Como un reflejo, una proyección de Cuba agrediendo a Cuba, ¡y con qué rabia!

Y, como si despertara, pensé que esa guerra que parecía pender como una sombra sobre la isla, ha estado aquí, pero entre nosotros. Se cimentó con las castas políticas, las inducidas delaciones, se visibilizó en los mítines de repudio, las piraterías entre balseros, se ha librado por las prebendas, las casas de microbrigada, los teléfonos, los méritos, los cargos.

La ejerce el mecánico que te roba las piezas de un equipo, el vendedor que adultera la mercancía, el panadero que te ofrece un pan infame, el bodeguero que falsea la pesa, la dependienta que no te da el cambio exacto. El delincuente que ataca a un taxista, la masa “anónima” que acepta dar una “respuesta rápida”.

¿Para qué necesitamos un invasor yanqui? La rabia y el desarraigo no están sólo en Miami. Patria es humanidad, dijo Martí, (un aforismo que apenas se menciona), pero ni nos sentimos unidos al mundo, parte de esa extensión de humanidad, ni somos capaces de reconocernos como un mismo pueblo.

Un cubano no deja de serlo sólo porque una ley arbitraria le arrebate su ciudadanía. Las fibras de la identidad, de la nacionalidad son mucho más profundas. En la educación que recibimos donde el nacionalismo fue restringido a un molde subjetivo y desmontable, (dígase fidelista y se ha dicho cubano), no nos enseñaron ni a aceptarnos, ni a respetarnos. No se cimentaron las bases de una integridad objetiva.

El resultado, por supuesto, es contraproducente. A excepción de grupos alternativos como los raperos o reguetoneros, que sí usan la insignia cubana para identificarse, la mayoría de los jóvenes ni siquiera sienten orgullo de ser cubanos, y, al menos dentro de la isla, prefieren portar una gorra, un pulóver con un estandarte extranjero (hay que ver ahora mismo la ola de banderas inglesas en bolsos, gafas, zapatos…), la bandera cubana sólo atrae a los turistas.

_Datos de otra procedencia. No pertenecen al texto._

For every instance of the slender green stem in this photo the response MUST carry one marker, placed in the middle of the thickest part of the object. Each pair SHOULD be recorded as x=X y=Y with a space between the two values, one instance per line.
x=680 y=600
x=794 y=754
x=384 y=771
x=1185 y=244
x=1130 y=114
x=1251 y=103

Sentirnos unidos en la emoción por un triunfo deportivo, o por la nostalgia en el exilio, no basta. Necesitamos una unidad en la diferencia y en la esperanza.

¿Será eso posible? Quisiera pensar que sí, pero intento mirar al futuro, y no logro distinguir nada.

Y me asusta pensar, que la rabia que hacía lanzar a esa gente en Miami objetos contra el carro que les arrebataba a Elián, está latente en nuestras calles, está estallando ahora mismo, alimentada por el truco de la refracción, (la izquierda, el centro, la derecha), por demonizaciones y eufemismos, por espejismos de “seguridad” y por niveles de desamparo que nos colocan no mano con mano, sino frente a frente, y somos solamente: cubanos contra cubanos.